Mais après, ça se corse. Certes, ici les inspecteurs de police portent la veste de cuir réglementaire et les voyous jouent avec des couteaux pour passer le temps. Mais on a dit Rashomon, ou Snake eyes, ou tout autre film qui, à l’image d’Affaire de famille, joue la carte de la multiplicité des points de vue pour révéler les tenants et aboutissants d’un même événement aperçu sous tous les angles possibles. L’inconvénient de pareil procédé est facile à percevoir : il oblige à revoir deux ou trois fois certaines scènes, avec des angles nouveaux, certes, des points de vue inédits qui chacun révèle une part de vérité, certes, mais tout de même, étant donné que la mise en scène ne brille pas non plus par sa éblouissante virtuosité, bon, se coltiner tout deux ou trois fois, ça peut décourager.

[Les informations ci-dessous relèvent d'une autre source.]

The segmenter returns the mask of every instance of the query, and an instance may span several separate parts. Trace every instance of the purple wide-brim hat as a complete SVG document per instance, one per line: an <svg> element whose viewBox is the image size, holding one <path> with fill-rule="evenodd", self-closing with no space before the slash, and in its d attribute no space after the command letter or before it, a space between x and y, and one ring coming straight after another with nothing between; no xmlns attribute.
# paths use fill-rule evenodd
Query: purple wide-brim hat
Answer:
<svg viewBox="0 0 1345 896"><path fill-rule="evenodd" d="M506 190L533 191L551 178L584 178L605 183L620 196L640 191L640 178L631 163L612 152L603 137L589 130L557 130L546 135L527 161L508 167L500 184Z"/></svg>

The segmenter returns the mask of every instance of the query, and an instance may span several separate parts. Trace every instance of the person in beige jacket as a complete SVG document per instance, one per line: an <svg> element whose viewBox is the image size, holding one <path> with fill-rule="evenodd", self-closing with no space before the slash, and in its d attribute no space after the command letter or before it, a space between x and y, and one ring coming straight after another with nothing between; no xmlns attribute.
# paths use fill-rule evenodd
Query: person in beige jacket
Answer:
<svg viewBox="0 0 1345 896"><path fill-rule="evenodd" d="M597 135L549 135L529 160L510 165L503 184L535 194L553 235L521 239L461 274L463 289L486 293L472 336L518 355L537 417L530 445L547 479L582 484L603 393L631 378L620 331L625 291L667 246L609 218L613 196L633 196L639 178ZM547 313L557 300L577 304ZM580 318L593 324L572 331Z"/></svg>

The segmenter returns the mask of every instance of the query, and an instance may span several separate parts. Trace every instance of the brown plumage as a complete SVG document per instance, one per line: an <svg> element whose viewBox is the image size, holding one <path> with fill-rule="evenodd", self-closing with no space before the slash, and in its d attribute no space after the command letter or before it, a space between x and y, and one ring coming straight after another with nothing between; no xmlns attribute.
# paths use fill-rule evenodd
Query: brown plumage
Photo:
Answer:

Mais enfin on finit par se prendre au jeu, sur l’air de laissez aller c’est une valse, parce que le récit se tient, ménage son petit crescendo avec amour, retombe assez bien sur ses pieds, va jusqu’au bout de son idée. Alors un Rashomon près de chez vous, pourquoi pas, à moins d’avoir envie – c’est toujours préférable -, de ne pas se contenter de peu.